With fewer non-electric vehicles available on the market, California will also likely see a boom in demand for used vehicles, not only on the sales side, but also service and restoration. Some see, as an unintended consequence, older vehicles staying on the road much longer than they normally would have (think Cuba), polluting the air with emissions much worse than those that would come from a brand-new ICE vehicle with the latest technology.

The bottom line here is that if manufacturers are still allowed to build ICE vehicles anywhere else in the United States, they will be sold. The fact that they can’t be sold in California will certainly drive up the price of both new and used ICE vehicles in the state and perhaps nationally. In reality, this may be an intended consequence by making these conventional vehicles more expensive to erase some of the cost differential of going electric.

While manufacturers publicly state they understand the need for the new rules, they will, nonetheless be scrambling to meet the rather aggressive targets laid out by CARB. As currently written, the requirement call for 35% ZEVs by 2026 (which is now one traditional four-year product cycle away), 43% in 2027 and 51% by 2028. By 2031 76% of the vehicles sold must meet the standard, which will grow at a 6% rate annually until it hits 100% in 2035.
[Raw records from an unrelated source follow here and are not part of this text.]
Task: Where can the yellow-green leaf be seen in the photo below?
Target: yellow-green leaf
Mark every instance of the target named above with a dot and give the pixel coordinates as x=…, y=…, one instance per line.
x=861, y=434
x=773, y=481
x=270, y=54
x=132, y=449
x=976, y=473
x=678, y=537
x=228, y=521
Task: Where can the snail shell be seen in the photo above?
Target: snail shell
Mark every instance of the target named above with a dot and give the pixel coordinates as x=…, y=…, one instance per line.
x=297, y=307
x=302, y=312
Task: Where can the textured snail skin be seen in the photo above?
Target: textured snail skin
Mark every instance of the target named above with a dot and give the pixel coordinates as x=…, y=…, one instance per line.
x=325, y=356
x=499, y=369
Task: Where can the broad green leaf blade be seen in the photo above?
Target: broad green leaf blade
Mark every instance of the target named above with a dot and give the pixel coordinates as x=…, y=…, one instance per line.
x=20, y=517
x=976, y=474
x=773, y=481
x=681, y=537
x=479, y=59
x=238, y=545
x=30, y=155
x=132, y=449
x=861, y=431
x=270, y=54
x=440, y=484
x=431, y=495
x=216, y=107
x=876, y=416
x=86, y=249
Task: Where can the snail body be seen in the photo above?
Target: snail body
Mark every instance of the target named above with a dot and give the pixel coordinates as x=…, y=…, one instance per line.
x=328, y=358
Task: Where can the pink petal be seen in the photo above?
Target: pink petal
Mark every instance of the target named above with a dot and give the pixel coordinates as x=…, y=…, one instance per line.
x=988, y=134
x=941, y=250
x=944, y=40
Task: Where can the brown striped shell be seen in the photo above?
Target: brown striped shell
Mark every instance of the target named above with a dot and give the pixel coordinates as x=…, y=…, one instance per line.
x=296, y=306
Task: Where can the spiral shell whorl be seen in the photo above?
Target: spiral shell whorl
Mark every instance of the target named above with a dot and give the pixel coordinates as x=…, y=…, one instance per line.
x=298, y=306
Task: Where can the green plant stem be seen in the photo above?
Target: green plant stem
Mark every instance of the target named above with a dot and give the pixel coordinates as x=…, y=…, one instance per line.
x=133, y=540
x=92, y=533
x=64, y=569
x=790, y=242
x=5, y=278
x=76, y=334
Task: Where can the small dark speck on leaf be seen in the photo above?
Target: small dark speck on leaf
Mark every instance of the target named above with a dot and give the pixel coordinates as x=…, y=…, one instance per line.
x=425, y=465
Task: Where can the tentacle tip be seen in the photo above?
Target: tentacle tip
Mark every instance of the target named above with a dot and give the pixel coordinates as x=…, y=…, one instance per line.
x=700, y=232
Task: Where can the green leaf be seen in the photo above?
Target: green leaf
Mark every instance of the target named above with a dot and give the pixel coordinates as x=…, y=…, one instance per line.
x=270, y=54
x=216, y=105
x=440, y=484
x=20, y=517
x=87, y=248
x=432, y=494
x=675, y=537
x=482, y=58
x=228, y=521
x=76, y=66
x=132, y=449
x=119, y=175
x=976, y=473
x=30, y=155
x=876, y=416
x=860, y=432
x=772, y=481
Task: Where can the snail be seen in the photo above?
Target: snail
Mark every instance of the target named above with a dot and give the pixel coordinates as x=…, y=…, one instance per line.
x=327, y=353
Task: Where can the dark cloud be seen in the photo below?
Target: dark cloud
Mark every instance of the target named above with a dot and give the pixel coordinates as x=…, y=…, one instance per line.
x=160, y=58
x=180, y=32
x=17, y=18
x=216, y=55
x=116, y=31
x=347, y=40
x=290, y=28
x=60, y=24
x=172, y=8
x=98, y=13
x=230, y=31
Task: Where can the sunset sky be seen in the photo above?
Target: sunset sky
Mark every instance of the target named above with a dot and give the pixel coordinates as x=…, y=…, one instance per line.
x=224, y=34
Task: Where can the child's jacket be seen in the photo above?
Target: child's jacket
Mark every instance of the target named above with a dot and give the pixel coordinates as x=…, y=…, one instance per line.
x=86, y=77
It's an ambitious goal especially when you consider that the average cost of a new EV is over $60,000 and there are only eight models with stickers below $40,000 on the market today. To meet the demand for new cars in California, which is about two million units per year, manufacturers will have to offer a much wider range of EVs, especially in lower price ranges.

Even though the push is for battery electric vehicles, we will likely see more hydrogen fuel cells and maybe even hydrogen internal combustion, which could conceivably meet the ZEV standard. The question of whether manufacturers will be allowed to use ZEV credits to continue to sell traditional cars and trucks is also left to be seen.

So far, the ban has little effect in the short run other than to generate some sensational headlines. Some rather big questions remain. Will manufacturers be able to scale up production of affordable electric cars to satisfy the market? Will car buyers embrace EVs? Will California’s electric grid, which is already is mandated to get 50% of its energy from renewable sources by 2030, be able to support this wholesale shift to EVs?

Even though there are 16 states that currently follow California emission standards, it’s not clear whether they are on board with these new requirements. The bottom line here is that for any ICE ban to work, you must ban fossil fuels and that’s not something that’s going to happen overnight. And as long as there some wiggle room built into the CARB rules, the death of the internal combustion engine in California and elsewhere, will be in the words of Mark Twain, greatly exaggerated.